Since the 1990s, scientists have been trying to develop ways to increase capacity. Since data is encoded in pulses of light that travel through fiber optic cables, the first obvious approach was to use different kinds of light. For years, scientists have used different colors of light to transmit information, essentially creating new channels by using different colors. But as they have crammed more and more colors of light into fiber optic cables, they have found they are rubbing up against a physical threshold — either running out of colors or foiled by the way that different streams of light interact with each other, providing a scrambled output at the end.
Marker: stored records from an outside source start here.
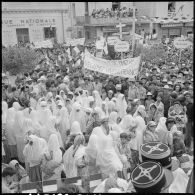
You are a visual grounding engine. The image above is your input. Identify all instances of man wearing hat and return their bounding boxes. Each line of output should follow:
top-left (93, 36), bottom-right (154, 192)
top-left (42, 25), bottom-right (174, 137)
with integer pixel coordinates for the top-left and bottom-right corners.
top-left (128, 78), bottom-right (140, 99)
top-left (83, 77), bottom-right (94, 96)
top-left (162, 85), bottom-right (170, 117)
top-left (93, 76), bottom-right (102, 95)
top-left (185, 92), bottom-right (194, 150)
top-left (137, 81), bottom-right (146, 105)
top-left (105, 79), bottom-right (116, 93)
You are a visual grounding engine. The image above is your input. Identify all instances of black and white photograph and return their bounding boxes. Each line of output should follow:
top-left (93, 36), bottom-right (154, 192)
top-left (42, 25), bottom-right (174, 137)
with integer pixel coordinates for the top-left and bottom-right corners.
top-left (1, 1), bottom-right (194, 194)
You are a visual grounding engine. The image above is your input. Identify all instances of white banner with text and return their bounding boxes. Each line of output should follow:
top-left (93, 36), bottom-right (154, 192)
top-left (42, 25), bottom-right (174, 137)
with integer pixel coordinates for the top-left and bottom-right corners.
top-left (84, 50), bottom-right (140, 78)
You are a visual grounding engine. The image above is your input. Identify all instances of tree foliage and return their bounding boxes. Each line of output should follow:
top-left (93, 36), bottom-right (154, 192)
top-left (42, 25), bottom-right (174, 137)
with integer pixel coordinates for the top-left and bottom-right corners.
top-left (2, 47), bottom-right (40, 75)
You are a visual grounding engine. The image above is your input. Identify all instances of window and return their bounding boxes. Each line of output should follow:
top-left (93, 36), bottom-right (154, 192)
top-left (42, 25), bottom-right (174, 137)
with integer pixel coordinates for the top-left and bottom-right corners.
top-left (44, 27), bottom-right (56, 39)
top-left (16, 28), bottom-right (30, 43)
“The road map, when we look at all the demand for bandwidth, essentially says at some point we have to get to 1 million terabits per second — in the next 10 to 20 years,” said Siddharth Ramachandran, an engineering professor at Boston University, who described a new approach to increasing capacity in the journal Science.

In a collaboration with a Danish fiber optic company called OFS-Fitel, scientists built a whole new type of fiber that could carry light in separate modes, each of which would travel a separate path that would mean they could not get jumbled up.

The scientists demonstrated that they could create four channels carrying separate modes of light in a specially-designed fiber. They showed that at least two of those channels could carry 10 colors of light, creating data transmission rates of 1.6 terabits per second.